Danny Mongold, the president of the Murphy board of trustees, said he received a check from Beck's production team last week covering the rental fee for the theater. The city was paid $10,780 for police overtime and other related costs, Curliss said.
So, for the live TV broadcast Beck banked more than $100,000 in ticket sales. (Question for Fox News execs: Do you often allow hosts to charge fans money to attend a Fox News taping?) Then there was the VIP breakfast with Beck banked another $35,000. Pretty simple, right? Beck should take all that money, subtract the cost of the theater rental and the police overtime, and write a big check to Wilmington and various local charities. I'd say $100,000 sounds fair.

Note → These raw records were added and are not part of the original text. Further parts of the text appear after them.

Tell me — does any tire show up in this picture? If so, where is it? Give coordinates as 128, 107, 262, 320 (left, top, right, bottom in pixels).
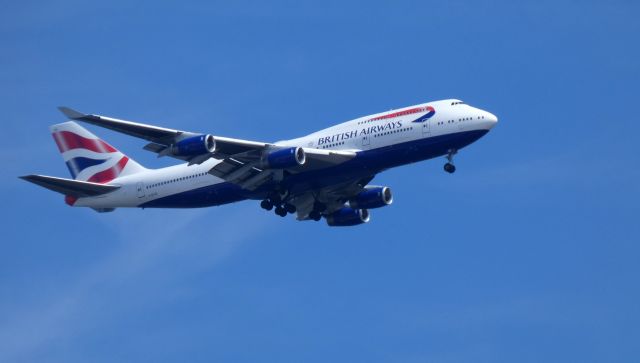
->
284, 203, 296, 214
260, 199, 273, 210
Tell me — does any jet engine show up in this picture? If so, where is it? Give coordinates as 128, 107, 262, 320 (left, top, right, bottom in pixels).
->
326, 207, 370, 227
349, 187, 393, 209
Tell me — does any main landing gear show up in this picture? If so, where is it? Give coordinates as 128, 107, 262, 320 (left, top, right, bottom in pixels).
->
309, 201, 327, 222
444, 149, 458, 174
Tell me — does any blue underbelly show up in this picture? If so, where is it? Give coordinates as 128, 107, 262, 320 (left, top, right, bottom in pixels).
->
140, 130, 487, 208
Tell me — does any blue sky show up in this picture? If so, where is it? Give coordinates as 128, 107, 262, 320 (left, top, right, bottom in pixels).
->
0, 1, 640, 362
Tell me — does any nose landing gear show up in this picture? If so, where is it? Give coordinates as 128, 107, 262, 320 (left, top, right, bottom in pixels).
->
444, 149, 458, 174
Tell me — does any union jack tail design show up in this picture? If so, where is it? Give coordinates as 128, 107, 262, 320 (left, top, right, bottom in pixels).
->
50, 121, 145, 184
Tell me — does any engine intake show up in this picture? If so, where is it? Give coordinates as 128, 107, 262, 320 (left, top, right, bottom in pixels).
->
327, 207, 370, 227
265, 147, 307, 169
349, 187, 393, 209
171, 134, 216, 156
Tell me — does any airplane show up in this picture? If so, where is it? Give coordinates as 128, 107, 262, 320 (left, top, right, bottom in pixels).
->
20, 99, 498, 226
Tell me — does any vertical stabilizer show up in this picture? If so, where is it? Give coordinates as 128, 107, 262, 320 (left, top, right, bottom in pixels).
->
50, 121, 145, 183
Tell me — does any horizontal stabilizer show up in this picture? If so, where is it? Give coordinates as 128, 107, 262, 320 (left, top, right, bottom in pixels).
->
20, 175, 120, 198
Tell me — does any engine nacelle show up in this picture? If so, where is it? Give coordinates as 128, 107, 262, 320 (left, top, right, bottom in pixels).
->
327, 207, 370, 227
265, 147, 307, 169
349, 187, 393, 209
171, 135, 216, 156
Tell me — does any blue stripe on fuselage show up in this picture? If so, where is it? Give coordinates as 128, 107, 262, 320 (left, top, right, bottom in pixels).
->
140, 130, 488, 208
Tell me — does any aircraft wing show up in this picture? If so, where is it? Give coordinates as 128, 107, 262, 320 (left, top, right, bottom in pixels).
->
20, 175, 120, 197
59, 107, 356, 190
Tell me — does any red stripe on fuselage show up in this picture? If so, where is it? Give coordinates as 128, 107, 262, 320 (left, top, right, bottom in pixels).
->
87, 156, 129, 184
53, 131, 118, 153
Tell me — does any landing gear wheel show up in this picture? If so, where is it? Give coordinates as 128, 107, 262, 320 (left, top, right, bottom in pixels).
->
276, 206, 287, 217
260, 199, 273, 210
309, 210, 322, 222
444, 163, 456, 174
284, 203, 296, 214
313, 202, 327, 212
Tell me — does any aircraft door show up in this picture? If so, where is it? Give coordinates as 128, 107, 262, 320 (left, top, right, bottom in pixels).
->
136, 182, 144, 198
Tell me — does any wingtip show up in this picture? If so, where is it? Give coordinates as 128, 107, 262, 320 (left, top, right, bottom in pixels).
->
58, 106, 86, 120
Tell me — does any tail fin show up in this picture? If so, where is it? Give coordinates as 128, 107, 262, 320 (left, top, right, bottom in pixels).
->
50, 121, 145, 184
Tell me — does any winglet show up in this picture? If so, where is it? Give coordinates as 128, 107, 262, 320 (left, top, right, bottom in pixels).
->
58, 106, 87, 120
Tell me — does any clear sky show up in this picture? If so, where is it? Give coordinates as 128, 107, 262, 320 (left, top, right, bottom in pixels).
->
0, 1, 640, 362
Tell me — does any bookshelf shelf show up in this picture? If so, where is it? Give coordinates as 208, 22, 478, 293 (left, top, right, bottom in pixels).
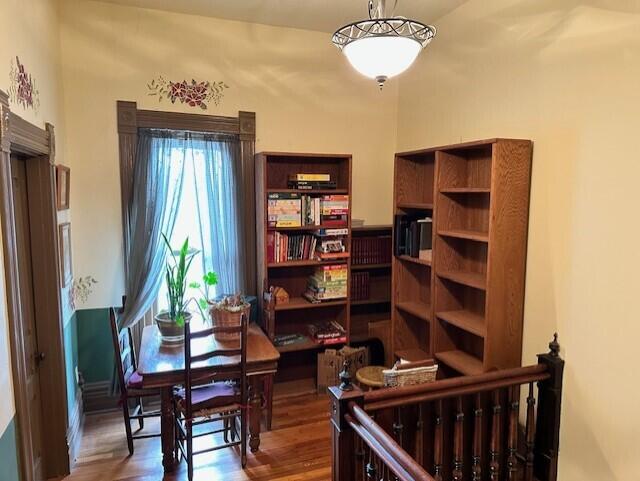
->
275, 297, 347, 311
392, 138, 532, 375
267, 189, 349, 195
396, 202, 433, 210
436, 350, 484, 376
436, 309, 486, 337
396, 255, 431, 267
351, 298, 391, 306
255, 152, 352, 393
351, 262, 391, 271
438, 229, 489, 242
438, 271, 487, 290
440, 187, 491, 194
394, 349, 431, 362
396, 301, 431, 322
267, 258, 345, 269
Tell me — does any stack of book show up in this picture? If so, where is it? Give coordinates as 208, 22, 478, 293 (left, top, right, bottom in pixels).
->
320, 195, 349, 227
351, 271, 369, 301
287, 174, 336, 190
267, 192, 302, 228
393, 215, 433, 258
351, 235, 391, 265
315, 228, 349, 260
308, 321, 347, 344
267, 232, 317, 263
303, 264, 348, 303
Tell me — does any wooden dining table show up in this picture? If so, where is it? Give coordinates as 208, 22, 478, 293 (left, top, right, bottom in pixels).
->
138, 324, 280, 472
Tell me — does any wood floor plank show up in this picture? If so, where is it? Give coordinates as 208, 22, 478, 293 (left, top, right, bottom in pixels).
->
65, 395, 331, 481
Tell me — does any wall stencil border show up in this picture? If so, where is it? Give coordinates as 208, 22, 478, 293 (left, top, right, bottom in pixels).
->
9, 55, 40, 113
147, 75, 229, 110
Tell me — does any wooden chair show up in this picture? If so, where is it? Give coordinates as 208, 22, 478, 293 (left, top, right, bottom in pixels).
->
176, 315, 248, 481
109, 307, 160, 455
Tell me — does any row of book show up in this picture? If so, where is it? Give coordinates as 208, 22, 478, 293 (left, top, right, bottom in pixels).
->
267, 228, 349, 263
287, 174, 337, 190
307, 321, 347, 345
351, 235, 392, 265
303, 264, 349, 303
351, 271, 370, 301
267, 192, 349, 228
393, 215, 433, 258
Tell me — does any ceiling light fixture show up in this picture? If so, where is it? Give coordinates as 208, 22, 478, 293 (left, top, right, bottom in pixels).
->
332, 0, 436, 89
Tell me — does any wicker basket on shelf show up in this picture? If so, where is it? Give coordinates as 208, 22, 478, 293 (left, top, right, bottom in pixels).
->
382, 364, 438, 387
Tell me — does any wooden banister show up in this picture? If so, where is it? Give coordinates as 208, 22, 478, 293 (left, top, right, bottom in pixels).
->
330, 338, 564, 481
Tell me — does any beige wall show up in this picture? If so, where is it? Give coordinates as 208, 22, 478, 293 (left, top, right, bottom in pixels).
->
0, 0, 64, 434
398, 0, 640, 481
61, 1, 397, 307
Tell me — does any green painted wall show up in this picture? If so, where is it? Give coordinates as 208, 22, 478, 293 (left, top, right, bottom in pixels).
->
63, 312, 78, 419
0, 418, 20, 481
75, 307, 114, 383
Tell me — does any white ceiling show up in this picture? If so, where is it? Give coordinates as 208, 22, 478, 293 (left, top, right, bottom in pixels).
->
94, 0, 465, 32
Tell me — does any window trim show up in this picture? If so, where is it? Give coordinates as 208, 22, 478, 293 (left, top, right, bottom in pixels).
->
116, 100, 257, 295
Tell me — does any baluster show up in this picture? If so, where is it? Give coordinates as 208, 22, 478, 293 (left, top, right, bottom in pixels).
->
489, 389, 502, 481
433, 400, 444, 481
507, 386, 520, 481
452, 396, 464, 481
471, 393, 482, 481
393, 407, 404, 448
524, 382, 536, 481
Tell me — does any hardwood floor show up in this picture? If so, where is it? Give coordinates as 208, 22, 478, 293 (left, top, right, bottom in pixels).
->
64, 395, 331, 481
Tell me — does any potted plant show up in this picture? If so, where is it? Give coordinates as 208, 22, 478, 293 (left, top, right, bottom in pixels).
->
209, 294, 251, 341
189, 278, 251, 341
155, 234, 195, 343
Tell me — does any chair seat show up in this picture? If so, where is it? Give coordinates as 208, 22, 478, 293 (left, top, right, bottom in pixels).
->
127, 371, 143, 389
176, 382, 240, 411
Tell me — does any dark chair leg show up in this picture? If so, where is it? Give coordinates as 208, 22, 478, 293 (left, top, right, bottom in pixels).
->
138, 397, 144, 430
186, 419, 193, 481
240, 409, 247, 469
121, 397, 133, 456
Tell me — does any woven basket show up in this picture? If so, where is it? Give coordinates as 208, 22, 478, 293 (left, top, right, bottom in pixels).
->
382, 364, 438, 387
209, 304, 251, 341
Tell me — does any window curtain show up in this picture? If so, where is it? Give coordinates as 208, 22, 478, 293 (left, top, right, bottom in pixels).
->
120, 129, 186, 328
188, 134, 246, 295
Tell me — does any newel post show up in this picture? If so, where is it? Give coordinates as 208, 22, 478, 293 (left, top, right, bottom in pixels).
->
533, 333, 564, 481
329, 361, 364, 481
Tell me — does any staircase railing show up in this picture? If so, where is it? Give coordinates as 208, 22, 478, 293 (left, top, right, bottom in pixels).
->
330, 337, 564, 481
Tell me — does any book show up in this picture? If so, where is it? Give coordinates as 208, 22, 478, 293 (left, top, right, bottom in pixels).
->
289, 173, 331, 182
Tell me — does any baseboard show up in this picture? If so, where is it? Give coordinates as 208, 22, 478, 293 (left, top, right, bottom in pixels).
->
67, 388, 84, 466
82, 381, 118, 413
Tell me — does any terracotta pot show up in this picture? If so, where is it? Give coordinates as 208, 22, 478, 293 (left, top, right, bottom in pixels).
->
155, 311, 191, 344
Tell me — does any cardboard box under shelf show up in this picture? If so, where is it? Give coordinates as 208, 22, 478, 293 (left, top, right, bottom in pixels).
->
318, 346, 369, 394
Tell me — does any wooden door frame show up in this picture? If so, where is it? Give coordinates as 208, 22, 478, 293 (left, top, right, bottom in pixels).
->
116, 100, 262, 296
0, 90, 70, 481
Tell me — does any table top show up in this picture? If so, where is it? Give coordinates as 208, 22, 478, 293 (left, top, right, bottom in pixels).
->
138, 324, 280, 387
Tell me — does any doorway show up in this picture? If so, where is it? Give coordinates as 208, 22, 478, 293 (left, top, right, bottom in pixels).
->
0, 91, 70, 481
11, 155, 45, 481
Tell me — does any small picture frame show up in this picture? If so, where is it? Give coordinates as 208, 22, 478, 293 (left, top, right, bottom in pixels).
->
56, 165, 71, 210
58, 222, 73, 287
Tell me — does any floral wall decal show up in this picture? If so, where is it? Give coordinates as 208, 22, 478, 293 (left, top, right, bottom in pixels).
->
147, 76, 229, 110
9, 56, 40, 112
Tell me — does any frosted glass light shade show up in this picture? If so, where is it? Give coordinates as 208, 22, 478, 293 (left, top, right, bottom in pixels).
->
342, 36, 422, 81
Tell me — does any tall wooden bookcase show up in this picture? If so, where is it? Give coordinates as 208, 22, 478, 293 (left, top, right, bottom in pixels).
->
392, 139, 532, 375
255, 152, 351, 395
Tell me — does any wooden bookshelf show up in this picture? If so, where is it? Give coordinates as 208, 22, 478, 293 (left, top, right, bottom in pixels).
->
392, 139, 532, 375
350, 225, 392, 344
255, 152, 352, 395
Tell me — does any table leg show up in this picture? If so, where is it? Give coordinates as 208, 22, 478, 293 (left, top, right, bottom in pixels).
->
160, 386, 175, 473
249, 376, 264, 453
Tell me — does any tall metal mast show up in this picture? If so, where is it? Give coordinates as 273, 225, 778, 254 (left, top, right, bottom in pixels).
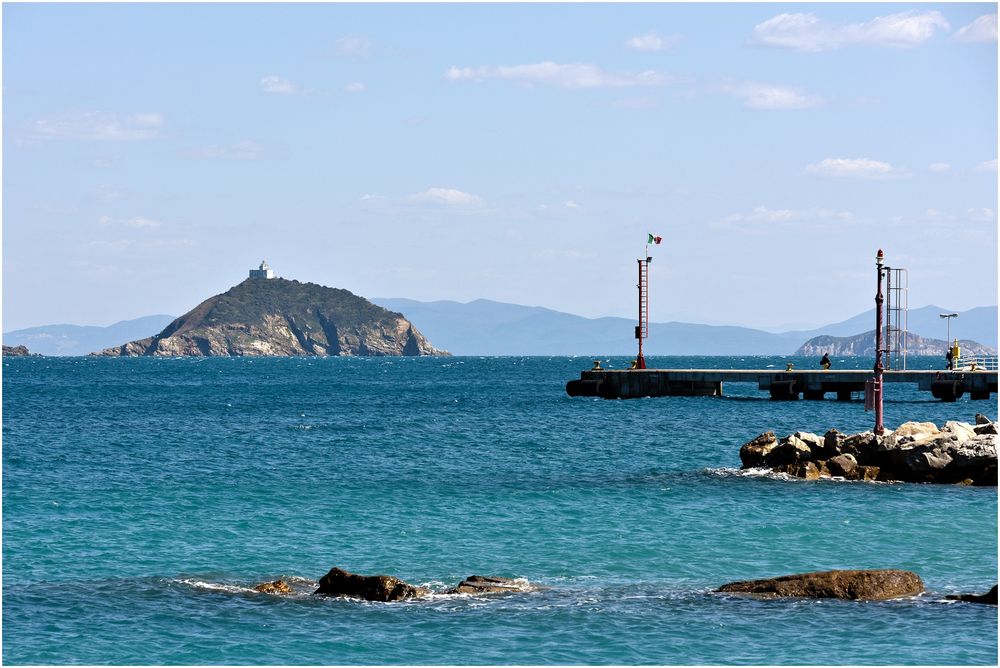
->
635, 256, 653, 369
872, 248, 885, 436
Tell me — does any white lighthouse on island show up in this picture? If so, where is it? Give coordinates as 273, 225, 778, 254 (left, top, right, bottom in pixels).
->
250, 260, 274, 278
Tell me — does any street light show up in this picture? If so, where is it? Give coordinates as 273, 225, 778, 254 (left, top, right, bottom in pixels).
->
938, 313, 958, 349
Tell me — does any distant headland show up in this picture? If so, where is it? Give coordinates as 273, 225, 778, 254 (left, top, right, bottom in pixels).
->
91, 262, 449, 357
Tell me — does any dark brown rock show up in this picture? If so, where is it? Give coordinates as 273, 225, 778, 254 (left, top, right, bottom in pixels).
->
740, 431, 778, 469
785, 462, 819, 480
819, 429, 845, 459
973, 422, 997, 435
945, 585, 997, 605
765, 436, 812, 467
716, 570, 924, 601
792, 431, 826, 461
845, 466, 881, 482
826, 453, 858, 478
446, 575, 538, 594
253, 580, 292, 594
316, 568, 430, 602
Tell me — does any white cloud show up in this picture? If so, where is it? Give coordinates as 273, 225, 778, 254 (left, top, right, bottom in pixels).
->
445, 61, 672, 88
725, 81, 823, 110
955, 14, 997, 42
97, 216, 162, 229
407, 188, 483, 208
91, 183, 125, 202
806, 158, 902, 179
260, 74, 299, 95
625, 31, 681, 51
334, 35, 372, 57
125, 216, 160, 227
26, 111, 166, 141
193, 139, 264, 160
750, 10, 951, 52
726, 206, 854, 223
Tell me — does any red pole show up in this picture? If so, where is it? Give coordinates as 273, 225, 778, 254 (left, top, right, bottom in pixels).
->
873, 248, 885, 436
635, 260, 646, 369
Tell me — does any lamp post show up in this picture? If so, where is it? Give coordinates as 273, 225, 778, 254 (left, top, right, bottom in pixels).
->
938, 313, 958, 348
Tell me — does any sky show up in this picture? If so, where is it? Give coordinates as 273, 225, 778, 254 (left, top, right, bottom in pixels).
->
2, 3, 997, 331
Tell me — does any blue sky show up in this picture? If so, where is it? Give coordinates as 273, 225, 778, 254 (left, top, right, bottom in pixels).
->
3, 3, 997, 331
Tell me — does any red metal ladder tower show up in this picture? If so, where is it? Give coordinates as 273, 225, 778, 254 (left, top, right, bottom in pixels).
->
635, 255, 653, 369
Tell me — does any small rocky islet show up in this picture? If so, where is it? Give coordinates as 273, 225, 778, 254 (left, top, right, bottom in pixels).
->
91, 274, 449, 357
254, 567, 997, 605
253, 567, 543, 603
740, 414, 997, 487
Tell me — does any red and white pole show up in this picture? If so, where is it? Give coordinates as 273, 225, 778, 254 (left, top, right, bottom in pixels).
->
635, 256, 649, 369
872, 248, 885, 436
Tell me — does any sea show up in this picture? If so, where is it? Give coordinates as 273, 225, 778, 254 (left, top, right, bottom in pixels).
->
2, 357, 998, 665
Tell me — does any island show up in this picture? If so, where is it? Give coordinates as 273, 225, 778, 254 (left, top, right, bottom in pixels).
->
91, 263, 449, 357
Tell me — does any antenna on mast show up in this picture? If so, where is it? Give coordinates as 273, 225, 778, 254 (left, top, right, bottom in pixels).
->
632, 234, 663, 369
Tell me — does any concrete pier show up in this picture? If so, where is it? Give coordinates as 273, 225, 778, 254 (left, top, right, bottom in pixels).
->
566, 369, 997, 401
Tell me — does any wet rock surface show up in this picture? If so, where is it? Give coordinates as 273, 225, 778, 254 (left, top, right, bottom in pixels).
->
716, 569, 924, 601
315, 568, 541, 602
253, 580, 292, 594
446, 575, 538, 594
740, 415, 997, 486
945, 585, 997, 605
316, 568, 430, 603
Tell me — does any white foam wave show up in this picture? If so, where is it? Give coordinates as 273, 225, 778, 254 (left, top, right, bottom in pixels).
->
174, 578, 256, 594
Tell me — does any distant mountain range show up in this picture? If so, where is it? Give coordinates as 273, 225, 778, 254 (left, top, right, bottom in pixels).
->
795, 329, 997, 358
3, 298, 997, 355
3, 315, 174, 355
372, 299, 997, 355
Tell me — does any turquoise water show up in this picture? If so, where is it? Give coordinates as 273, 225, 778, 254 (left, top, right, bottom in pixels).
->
2, 357, 997, 664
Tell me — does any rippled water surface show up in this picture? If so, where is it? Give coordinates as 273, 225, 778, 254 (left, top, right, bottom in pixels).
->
2, 358, 997, 664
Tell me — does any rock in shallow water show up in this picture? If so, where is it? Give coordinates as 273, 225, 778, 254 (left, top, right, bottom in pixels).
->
446, 575, 538, 594
316, 568, 430, 602
716, 570, 924, 601
945, 585, 997, 605
253, 580, 292, 594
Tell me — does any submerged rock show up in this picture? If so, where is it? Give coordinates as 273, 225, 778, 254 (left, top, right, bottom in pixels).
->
446, 575, 538, 594
716, 570, 924, 601
253, 580, 292, 594
740, 431, 778, 469
316, 568, 430, 602
945, 585, 997, 605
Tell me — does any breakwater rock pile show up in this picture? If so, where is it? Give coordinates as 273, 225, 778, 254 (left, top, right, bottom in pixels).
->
306, 568, 540, 603
740, 415, 997, 487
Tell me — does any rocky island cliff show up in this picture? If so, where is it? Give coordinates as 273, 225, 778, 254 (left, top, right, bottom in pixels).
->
91, 278, 448, 357
794, 330, 997, 357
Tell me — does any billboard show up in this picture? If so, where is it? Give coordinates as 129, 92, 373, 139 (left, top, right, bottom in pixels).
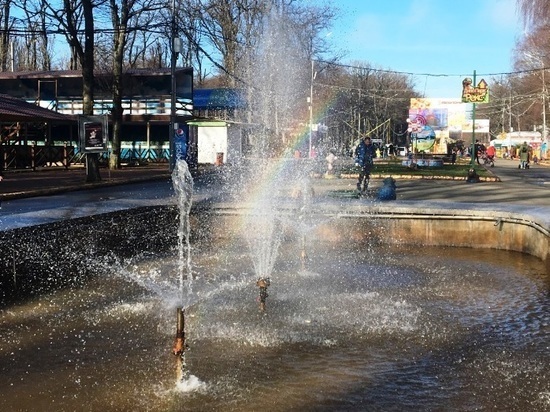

But that actually only represents a portion of the money Beck pulled in that day while he was, in theory, trying to help a town racked with high unemployment. Beck also sold tickets to the live radio broadcast from Wilmington that day, which Media Matters pointed out at the time, did not sell out. But let's say that Beck sold half the theater for the radio show. That would represent another $50,000 in box office income. And then don't forget Beck also staged a one-man "Christmas" performancein Wilmington, which came after his TV show was taped in town. That did sell-out, which means Beck banked another $100,000, or so.
Do you get the picture? Beck swooped into Wilmington supposedly on a mission of good will. But during his one day in town he likely generated nearly $300,000 in revenue from ticket sales. That's okay, his handlers insisted at the time, because the money's going to charities to help Wilmington's down-on-their-luck residents.
Except that one month later none of that money has gone to charity, and Beck's producers aren't answering any questions.
So I'll ask again: Did Glenn Beck lose his checkbook?